Swing You Sinners! – horror morality story goes to extremes in imaginative animation

Dave Fleischer, “Swing You Sinners!” (1930)

A bizarre little cartoon short, filled with the most startling surreal imagery and mobile rubber-limbed characters typical of cartoons in the late 1920s / early 1930s, and a horror morality story that doesn’t end well for its main character to boot, “Swing You Sinners!” has lasted extremely well for its age. The animation is as extreme as its creators’ imaginations, the technology available to them as animators and the mores of Western and US society in 1930, coming out of the Prohibition era, allow it to be.

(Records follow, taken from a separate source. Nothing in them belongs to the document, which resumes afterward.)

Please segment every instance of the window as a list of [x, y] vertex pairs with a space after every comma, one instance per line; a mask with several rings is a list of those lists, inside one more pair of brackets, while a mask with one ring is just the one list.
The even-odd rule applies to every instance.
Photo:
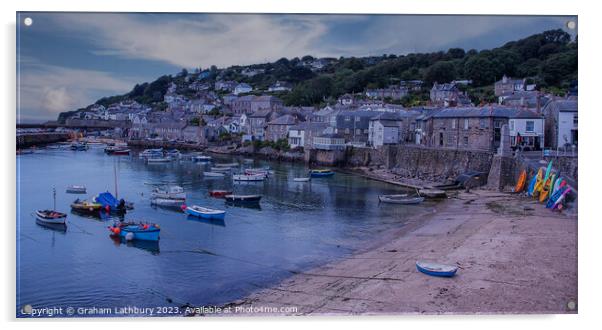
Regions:
[[355, 121], [356, 121], [356, 122], [360, 121], [360, 117], [356, 116], [356, 117], [355, 117]]
[[464, 119], [464, 129], [468, 129], [468, 119]]
[[577, 126], [577, 114], [573, 116], [573, 125]]
[[355, 130], [355, 134], [362, 134], [362, 130], [361, 130], [361, 129], [359, 129], [359, 128], [358, 128], [358, 129], [356, 129], [356, 130]]
[[345, 128], [345, 134], [349, 134], [349, 128]]
[[466, 145], [466, 146], [468, 145], [468, 136], [464, 137], [464, 145]]
[[456, 121], [457, 119], [452, 119], [452, 129], [456, 129]]
[[481, 129], [488, 128], [489, 123], [487, 123], [487, 119], [484, 119], [484, 118], [479, 119], [479, 127]]
[[345, 116], [345, 121], [350, 121], [350, 120], [351, 120], [351, 117]]
[[514, 131], [514, 120], [510, 121], [510, 130]]
[[527, 120], [526, 126], [527, 126], [527, 129], [526, 129], [527, 132], [533, 132], [535, 129], [535, 122], [532, 120]]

Starring Bimbo, the pet dog of famous 1930s US animators Max and Dave Fleischer’s creation Betty Boop, the cartoon is a commentary on a dissipated life. Bimbo has spent his days stealing chickens, evading the law and generally being disrespectful to authority … until one fateful night when a police officer chases him into a cemetery and Bimbo finds himself trapped in a place that locks itself up and swallows the key, and ghosts, spirits and demons gleefully emerge from graves and underground to torment him. Many sight gags that would have been familiar to 1930s audiences abound, including a stereotype of an evil Jewish fellow.

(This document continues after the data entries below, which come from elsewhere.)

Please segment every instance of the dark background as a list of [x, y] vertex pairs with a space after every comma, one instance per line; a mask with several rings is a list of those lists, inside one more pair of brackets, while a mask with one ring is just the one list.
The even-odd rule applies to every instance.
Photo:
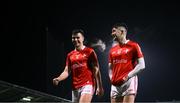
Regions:
[[136, 101], [180, 101], [178, 6], [175, 1], [8, 2], [1, 16], [0, 80], [71, 99], [71, 78], [58, 87], [52, 79], [63, 71], [73, 49], [71, 31], [82, 28], [87, 41], [99, 38], [106, 43], [104, 52], [96, 50], [105, 95], [93, 101], [108, 102], [111, 27], [125, 22], [128, 38], [140, 44], [146, 62]]

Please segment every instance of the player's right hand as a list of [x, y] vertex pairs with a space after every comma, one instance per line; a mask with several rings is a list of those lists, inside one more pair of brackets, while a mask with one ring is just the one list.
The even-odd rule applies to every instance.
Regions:
[[58, 85], [58, 84], [59, 84], [58, 78], [54, 78], [54, 79], [53, 79], [53, 84], [54, 84], [54, 85]]

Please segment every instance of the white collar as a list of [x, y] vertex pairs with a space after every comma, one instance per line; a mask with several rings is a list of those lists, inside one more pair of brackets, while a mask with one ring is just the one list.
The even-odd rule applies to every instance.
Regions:
[[129, 39], [128, 39], [128, 40], [126, 40], [124, 44], [127, 44], [128, 42], [129, 42]]
[[[125, 41], [124, 44], [127, 44], [129, 42], [129, 39]], [[112, 47], [118, 45], [119, 43], [117, 41], [113, 41]]]
[[[80, 50], [83, 50], [86, 46], [83, 45], [83, 47]], [[77, 49], [75, 48], [75, 50], [77, 51]]]

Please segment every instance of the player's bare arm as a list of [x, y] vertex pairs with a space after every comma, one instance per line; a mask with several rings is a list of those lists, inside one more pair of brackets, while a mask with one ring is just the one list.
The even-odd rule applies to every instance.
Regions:
[[65, 67], [64, 71], [57, 77], [53, 79], [53, 84], [58, 85], [60, 81], [65, 80], [70, 74], [70, 69], [68, 66]]
[[94, 76], [97, 83], [97, 89], [96, 89], [96, 95], [102, 96], [104, 94], [104, 89], [102, 86], [102, 80], [101, 80], [101, 72], [99, 70], [99, 67], [97, 65], [93, 66]]
[[109, 63], [108, 64], [109, 65], [109, 78], [110, 78], [110, 80], [111, 80], [111, 78], [112, 78], [112, 64], [111, 63]]
[[138, 73], [140, 73], [142, 70], [145, 69], [145, 61], [144, 58], [138, 58], [137, 60], [138, 64], [135, 66], [135, 68], [128, 74], [128, 79], [137, 75]]

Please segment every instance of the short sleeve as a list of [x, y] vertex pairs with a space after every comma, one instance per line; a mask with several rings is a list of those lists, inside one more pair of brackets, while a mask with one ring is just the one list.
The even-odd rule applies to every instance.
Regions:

After being chased all over the graveyard by various ghoulies, and tripped up by gravestones that come alive and dance around him, Bimbo tries to escape them all by going into a barn, only to meet more creepy beings that try to kill him with knives and nooses. He jumps out of the barn but the building comes alive and pursues him to the ends of the Earth. Bimbo has no choice but to fall into Hell and everlasting agony.

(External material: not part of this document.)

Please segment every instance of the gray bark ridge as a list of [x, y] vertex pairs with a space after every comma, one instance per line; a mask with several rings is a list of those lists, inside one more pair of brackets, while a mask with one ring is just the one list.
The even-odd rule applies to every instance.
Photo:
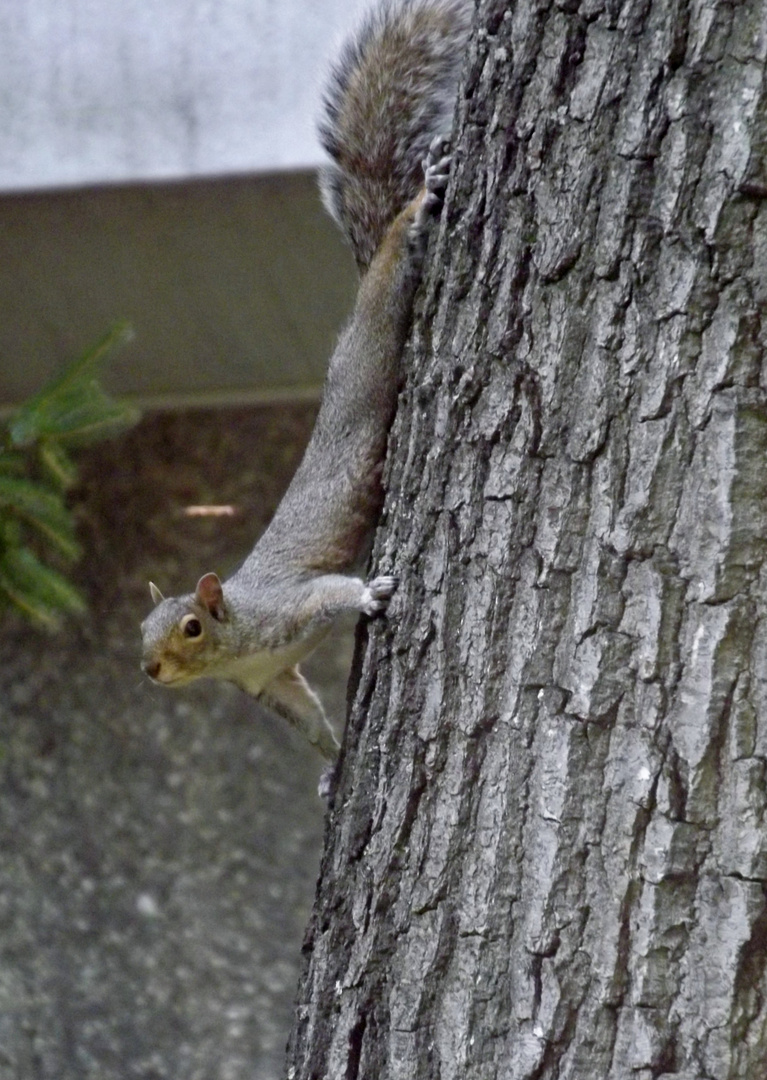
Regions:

There is very little story and the plot is synchronised with the jazz ragtime music soundtrack which features some quite disturbing lyrics. The cartoon moves at a very brisk pace with characters morphing from one grotesque thing into another at alarming speed and Bimbo forced to keep galloping for his life faster and faster. The animation becomes ever more deliciously deranged and intense with teams of spooks persecuting Bimbo in ways that might recall the pursuit of black people by hordes of Ku Klux Klan members of the period.

While there’s no hope of redemption for poor Bimbo, and his punishments are extreme, the cartoon itself is a fun ride through highly imaginative animation that throws all the rule books out the window and follows its own deviant path. It is this creativity that keeps the cartoon fresh and startling, even to those who have seen it many times.